#村长说10.27 market analysis,

What to watch this week and what to watch today

Preface

Data released by Dali showed that GDP in the third quarter was 4.9%, higher than the expected value of 4.3% and higher than the previous value of 2.10%. The core price index PCE in the third quarter was 2.4%, lower than the expected value of 2.50% and lower than the previous value of 3.70%. In the third quarter, GDP hit a new high since the fourth quarter of 2021, and the PCE core price index hit a new low since the first quarter of 2021.

The changes suggest the economy remains capricious and inflation is falling. Traders generally believe the Fed will keep interest rates on hold for the rest of the year. It is speculated that there is a high probability that interest rates will not be raised in November. . . .

Market review

Recently, after the big pie flew to around 35280, it started a 24-hour consolidation, and the market experienced a hot spot rotation. The second pie took over the big pie's stick and began to charge. The highest price yesterday was around 1872.

The main reason for this rise is the expectation that the spot ETF may be approved in the near future, so it can be regarded as a calf until the SEC does not explicitly reject it~~

Today’s highlights and this week’s retracement will lead to long positions.

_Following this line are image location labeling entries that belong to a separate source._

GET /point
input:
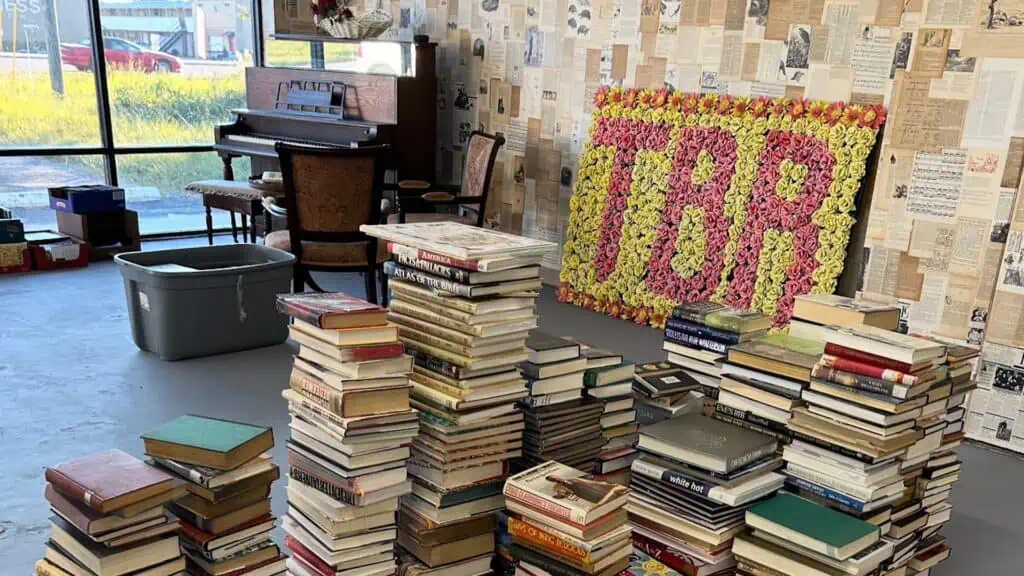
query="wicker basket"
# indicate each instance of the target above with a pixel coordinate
(367, 25)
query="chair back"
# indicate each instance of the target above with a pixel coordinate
(481, 152)
(329, 193)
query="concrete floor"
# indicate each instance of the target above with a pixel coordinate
(72, 381)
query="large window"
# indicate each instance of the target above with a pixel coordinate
(171, 70)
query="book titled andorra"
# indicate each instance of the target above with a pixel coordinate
(564, 493)
(722, 317)
(332, 311)
(445, 286)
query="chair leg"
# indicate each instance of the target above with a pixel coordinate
(312, 283)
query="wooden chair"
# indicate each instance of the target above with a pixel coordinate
(422, 202)
(329, 193)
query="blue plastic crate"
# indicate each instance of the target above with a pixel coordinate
(87, 199)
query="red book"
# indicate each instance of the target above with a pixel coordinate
(332, 311)
(432, 256)
(868, 369)
(309, 559)
(109, 481)
(836, 350)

Look for some small coins to pull back and go long. The market has reached a new high. The market should be bullish. The external environment continues to be bad at present. The market is consolidating between 33600-34600. When the consolidation is over, it is estimated that there will be another vigorous charge. The editor's opinion is that the highest point this time is around 36,000.

Reason: The general environment does not support a sustained surge. The biggest reason why the market can rise so much currently is the expectation for the market spot ETF. If this expectation is passed, it will be good for the implementation. If it does not pass, it will be waiting and holding the market. Most of them are large institutions and consortiums. This wave of promotion is not sudden, but it is very powerful. There are not many retail investors getting on board. What is the purpose of large institutions and consortiums to promote the market? There is still half a year left for the pie to be halved. It’s so beautiful. The rate cut is at least half a year away.

What are spot ETFs? (Entrances for multiple retail investors to enter the market). After careful analysis, there is only one conclusion that can be drawn: high-level shipments. The editor's opinion is, hold on, wait for a high position, and go short. Thinking about the market situation on the eve of the halving in 2020, the history is always similar.

The second pie currently breaks through 1850, reaching a maximum of around 1870. The major support points at the intraday level are mainly around 1750-1780, and the first target resistance point above focuses on the 1880 range.The article contains personal opinions and does not constitute investment advice.